A frisson of fear zipped down her spine. ‘But you can’t marry me. Look at where I come from. What would people think?’

‘I don’t care what people think. You know that.’

‘But people will still talk.’

‘And all they will discover is that we grew up three blocks and however many years apart. Yes, Angelina,’ he said in answer to her look of disbelief, ‘I spent the first fifteen years of my life in the very next suburb. I lived there with my nonna and poppa, and mother, until
none of them were left, then I was determined to find their house by the sea for them. The home they never had.’

He smiled. ‘So you see, there’s no reason why you should refuse me now, surely.’

‘But I still don’t understand why you want to.’

He took one of her hands in his and gave her a crooked grin. ‘Why? Because I love you. I was too damned stupid to admit it or even recognise it before, but nearly losing you made me realise that I love you.’

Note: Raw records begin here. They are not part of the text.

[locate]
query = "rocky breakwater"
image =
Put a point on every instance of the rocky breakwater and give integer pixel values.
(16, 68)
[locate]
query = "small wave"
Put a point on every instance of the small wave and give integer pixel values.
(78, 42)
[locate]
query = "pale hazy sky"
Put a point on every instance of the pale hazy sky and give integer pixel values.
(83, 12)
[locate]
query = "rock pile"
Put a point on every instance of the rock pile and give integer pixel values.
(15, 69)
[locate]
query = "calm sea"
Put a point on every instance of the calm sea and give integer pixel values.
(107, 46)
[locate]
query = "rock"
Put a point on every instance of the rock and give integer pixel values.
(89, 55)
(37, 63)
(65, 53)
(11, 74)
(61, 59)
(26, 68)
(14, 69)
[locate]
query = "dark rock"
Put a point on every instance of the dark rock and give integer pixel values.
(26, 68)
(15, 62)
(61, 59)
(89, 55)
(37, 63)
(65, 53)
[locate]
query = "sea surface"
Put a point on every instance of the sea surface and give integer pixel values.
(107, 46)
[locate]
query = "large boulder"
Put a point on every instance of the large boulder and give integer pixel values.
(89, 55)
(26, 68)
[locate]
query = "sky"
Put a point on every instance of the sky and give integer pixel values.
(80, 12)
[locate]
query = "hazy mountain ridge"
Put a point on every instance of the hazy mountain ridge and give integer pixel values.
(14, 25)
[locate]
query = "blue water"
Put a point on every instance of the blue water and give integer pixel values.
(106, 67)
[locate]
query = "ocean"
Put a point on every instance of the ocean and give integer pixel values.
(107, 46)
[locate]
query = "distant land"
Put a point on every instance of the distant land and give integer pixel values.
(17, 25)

Even under the sensation-numbing drugs being pumped into her body, she could still feel the unmistakable trip of her heart, and the swell of emotion as hope sprouted and blossomed into something magnificent. Something real.
Real.
There was that word again—the word that seemed to surround this man from the moment she’d met him.

Yet still she dared not believe it could be true. ‘But Carla. I thought you were still in love with Carla. This is her child. I thought that’s why you wanted it so much.’

He smiled a sad smile, reaching over to brush his baby’s hair, skimming his thumb over her brow. ‘Carla will always have a place in my heart.’

‘She was so very beautiful.’

He nodded. ‘She was, and yet so brittle at the same time.’ He turned his eyes from his sleeping child to the woman holding her. ‘She wasn’t like you, Angelina, so strong and resilient. Carla always wanted what she couldn’t have, thinking it would make her happy, thinking it would be enough. But nothing was ever enough for her. Money wasn’t enough. The house wasn’t enough. Still she wasn’t happy.

‘And then she decided a baby would make her happy. But by then she was already losing weight, already
starving herself. There was no way she could conceive and no way she would listen to anyone.’